I can't think of any use cases either. It's super unusual in Python to have a variable number arguments followed by a fixed argument, since the function being called would have to slice args to get at it. But I thought the post on python-dev that you linked to was about something else? It uses the builtin function enumerate(), which takes an iterable of values like ['x', 'y', 'z'] and turns it into a stream of pairs (0, 'x'), (1, 'y'), (2, 'z'). It then defines a function enumerate_args(f, args) which calls f(*enumerate(args)), i.e. if args has length N, then f takes N arguments, each of which has type Tuple[int, T] where T is the item type of args. In my example ['x', 'y', 'z'], N is 3 and T is str, so enumerate_args(f, ['x', 'y', 'z']) will end up calling f((0, 'x'), (1, 'y'), (2, 'z'). I guess the type of f is then (*args: Tuple[int, T]) ->None but this doesn't capture the length of args, N. The response on python-dev indicates that the solution requires Map[]. But maybe I've missed the connection between that post and your idea of allowing *args, *Tuple[*Ts, int] in a parameter list? On Thu, Oct 14, 2021 at 5:05 AM Matthew Rahtz via Typing-sig < typing-sig@python.org> wrote:
In the last tensor typing meeting we realised there's something missing from PEP 646: the ability to split off suffixes from *args. (Thanks for Pradeep for pointing this out, based on discussions with Eric Traut and this question on python-dev https://mail.python.org/archives/list/python-dev@python.org/thread/K76H6C5JW... )
*Intro*
To recap, PEP 646 allows us to bind the types of *args into a TypeVarTuple:
Ts = TypeVarTuple('Ts') def foo(*args: *Ts): ... foo(1, '2') # Ts is bound to Tuple[int, str]

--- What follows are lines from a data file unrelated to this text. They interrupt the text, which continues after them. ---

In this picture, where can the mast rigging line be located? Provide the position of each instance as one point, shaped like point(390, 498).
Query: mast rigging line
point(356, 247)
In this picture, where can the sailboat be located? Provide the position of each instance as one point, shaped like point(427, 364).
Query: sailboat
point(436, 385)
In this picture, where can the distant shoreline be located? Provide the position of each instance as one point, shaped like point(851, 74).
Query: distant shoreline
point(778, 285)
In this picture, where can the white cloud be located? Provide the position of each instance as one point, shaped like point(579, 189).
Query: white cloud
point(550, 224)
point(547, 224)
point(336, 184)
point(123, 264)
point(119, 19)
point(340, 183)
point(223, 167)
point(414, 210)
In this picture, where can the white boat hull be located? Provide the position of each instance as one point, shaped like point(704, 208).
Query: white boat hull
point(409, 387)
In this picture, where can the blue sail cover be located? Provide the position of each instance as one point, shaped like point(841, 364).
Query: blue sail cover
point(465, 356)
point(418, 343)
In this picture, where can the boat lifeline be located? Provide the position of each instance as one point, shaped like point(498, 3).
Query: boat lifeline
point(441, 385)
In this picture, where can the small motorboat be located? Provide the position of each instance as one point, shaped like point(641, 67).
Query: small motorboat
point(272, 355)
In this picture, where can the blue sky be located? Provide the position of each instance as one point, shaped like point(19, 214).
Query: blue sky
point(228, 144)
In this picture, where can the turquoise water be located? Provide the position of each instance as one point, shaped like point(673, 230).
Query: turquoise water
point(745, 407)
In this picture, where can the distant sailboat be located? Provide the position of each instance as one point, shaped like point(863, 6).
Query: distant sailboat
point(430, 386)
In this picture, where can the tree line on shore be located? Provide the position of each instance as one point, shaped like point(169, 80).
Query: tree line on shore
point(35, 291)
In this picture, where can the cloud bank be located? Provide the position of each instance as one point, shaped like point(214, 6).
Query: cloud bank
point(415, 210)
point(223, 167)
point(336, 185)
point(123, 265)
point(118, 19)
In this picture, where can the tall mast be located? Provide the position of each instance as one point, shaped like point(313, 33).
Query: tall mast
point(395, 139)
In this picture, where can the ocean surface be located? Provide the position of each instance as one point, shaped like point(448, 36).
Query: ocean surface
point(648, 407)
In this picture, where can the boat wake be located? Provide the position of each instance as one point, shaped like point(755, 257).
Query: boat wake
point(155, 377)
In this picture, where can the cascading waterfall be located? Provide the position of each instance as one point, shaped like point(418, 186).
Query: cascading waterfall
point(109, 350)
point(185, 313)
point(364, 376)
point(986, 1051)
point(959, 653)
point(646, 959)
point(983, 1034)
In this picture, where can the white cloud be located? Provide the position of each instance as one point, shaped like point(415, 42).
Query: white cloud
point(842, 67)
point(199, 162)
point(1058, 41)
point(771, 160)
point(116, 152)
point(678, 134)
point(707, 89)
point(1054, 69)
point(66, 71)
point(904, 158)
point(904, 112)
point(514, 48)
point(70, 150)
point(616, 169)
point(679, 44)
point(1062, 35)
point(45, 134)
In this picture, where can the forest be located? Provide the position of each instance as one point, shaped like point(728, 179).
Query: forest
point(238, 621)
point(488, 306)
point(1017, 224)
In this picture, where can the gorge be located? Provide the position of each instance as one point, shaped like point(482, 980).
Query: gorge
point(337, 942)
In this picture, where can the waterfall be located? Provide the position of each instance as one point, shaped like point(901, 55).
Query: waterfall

But what if we wanted to do something like the following?
def foo( *args: [types of all positional args but the last bound to Ts; type of last positional arg should be int] ) -> Tuple[*Ts]: ...
x = foo(True, 1.0, 2) # x should have type Tuple[bool, float]
*The problem*
You might think the answer is:
def foo( *args: *Ts, final_arg: int, ) -> Tuple[*Ts]: ...
But note that this means something different; all arguments after *args must be specified as keywords:
foo(True, 1.0, 2) TypeError: foo() missing 1 required keyword-only argument: 'final_arg'
Note that this is an only an issue for suffixes of variadic argument lists; prefixes are fine:
def foo( first_arg: int, *args: *Ts, ) -> Tuple[*Ts]: ...
*Proposed solution*
We think the way of encoding what we want most consistent with the rest of PEP 646 would be something like:
def foo( *args: *Tuple[*Ts, int], ) -> Tuple[*Ts]: ...
Why? Well, when we say `*args: *Ts`, we're saying "Put all the types of `args` into the thing that comes after the starred part of the annotation". So here, we're saying "Put all the types of `args` into Tuple[*Ts, int]" - that is, doing some pattern matching, "Put all types but the last into `Ts`".
*Use cases?*
This is (for me) an unintuitive enough construction that I think our first question should be, does this have plausible enough use cases to support the complexity?
The only one I can think off of the top of my head is something like:
def log_with_logger(*args: *Tuple[*Ts, Logger]): ... log_with_logger('foo', 'bar', logger_inst)
But here the issue could be worked around by just moving the position of the logger argument:
def log_with_logger(logger: Logger, *args: *Ts): ...
So I'm not sure I really believe this example.
Can anyone else think of any use cases for this?